News Video
Residivis Kasus Narkoba Serang Kepala Desa Rantau Panjang dan Ancam Mau Dibunuh
Seorang Residivis kasus narkoba mencoba melakukan penyerangan terhadap Kepala Desa Rantau Panjang, Muhammad Yusni pada Rabu (21/4/2021).
Penulis: Muhammad Anil Rasyid | Editor: M.Andimaz Kahfi
Residivis Kasus Narkoba Serang Kepala Desa Rantau Panjang dan Ancam Mau Dibunuh
TRIBUN-MEDAN.COM, PANTAILABU - Seorang Residivis kasus narkoba mencoba melakukan penyerangan terhadap Kepala Desa Rantau Panjang, Muhammad Yusni pada Rabu (21/4/2021) sekitar pukul 11.30 WIB.
Penyerangan ini terjadi karena, pelaku diduga merasa kesal terhadap kepala desa yang berusaha membersihkan desa tersebut dari peredaran narkoba.
"Kejadian pas pukul 11.30 WIB, Rabu (21/4/2021) di Dusun III, Desa Rantau Panjang, Kecamatan Pantai Labu. Kebetulan kami lagi survei lokasi bantuan MCK dari Perkim, pulang dari survei langsung di serang," kata Yusni saat ditemui wartawan www.tribun-medan.com di Lubuk Pakam, Selasa (27/4/2021).
Lanjut Yusni, pelaku ini merupakan seorang bandar narkoba sekaligus residivis yang baru keluar dari penjara sekitar dua tahun yang lalu.
"Jadi serangan itu spontanitas dengan alat sajam seperti sundak pari yang tingkat resikonya cukup tinggi," ucap Yusni.
Penyerangan ini diduga Yusni, pelaku merasa kesal karena beberapa kali terjadi penggrebekan narkoba di Desa Rantau Panjang, yang merupakan desa tempat pelaku bertempat tinggal.
"Dari bahasa dia yang keluar, dari zaman dulu tidak ada penangkapan-penangkapan, tapi di zaman kau ini penangkapan selalu ada. Ku bunuh nanti kau, ku tikam kau, kek gitu lah bahasanya," ujar Yusni.

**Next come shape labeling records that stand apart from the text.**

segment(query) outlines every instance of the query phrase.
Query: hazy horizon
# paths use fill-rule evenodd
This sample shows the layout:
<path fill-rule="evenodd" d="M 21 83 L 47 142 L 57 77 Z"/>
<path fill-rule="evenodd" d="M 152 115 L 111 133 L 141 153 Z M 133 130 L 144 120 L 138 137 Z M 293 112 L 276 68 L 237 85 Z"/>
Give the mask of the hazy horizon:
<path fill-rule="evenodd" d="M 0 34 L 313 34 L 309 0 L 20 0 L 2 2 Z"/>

"Mungkin di situ dia enggak senang. Dia memang salahsatu bandar di Desa Rantau Panjang, dan memang target dari Polresta Deliserdang maupun BNN Deliserdang," sambungnya.
Sementara itu, pada tahun 2019 Desa Rantau Panjang dicanangkan desa Bersinar (Bersih Narkoba) oleh Pangdam I/Bukit Narisan.
Sedangkan tahun ini Desa Rantau Panjang pilot projek dari provinsi untuk desa bersinar yang akan di ikut sertakan ke tingkat Nasional.
Alhasil atas penyerangan ini, Yusni menuturkan, ia sempat melawan untuk mengelak agar tidak menimbulkan masalah yang lebih fatal lagi.
"Bubarnya ketika masyarakat sudah mulai ramai berdatangan, dan pelaku lari. Tidak ada luka, sudah buat laporan ke Unit Reskrim Polresta Deliserdang. Laporan sudah masuk, masih dalam proses," ucap Muhammad Yusni.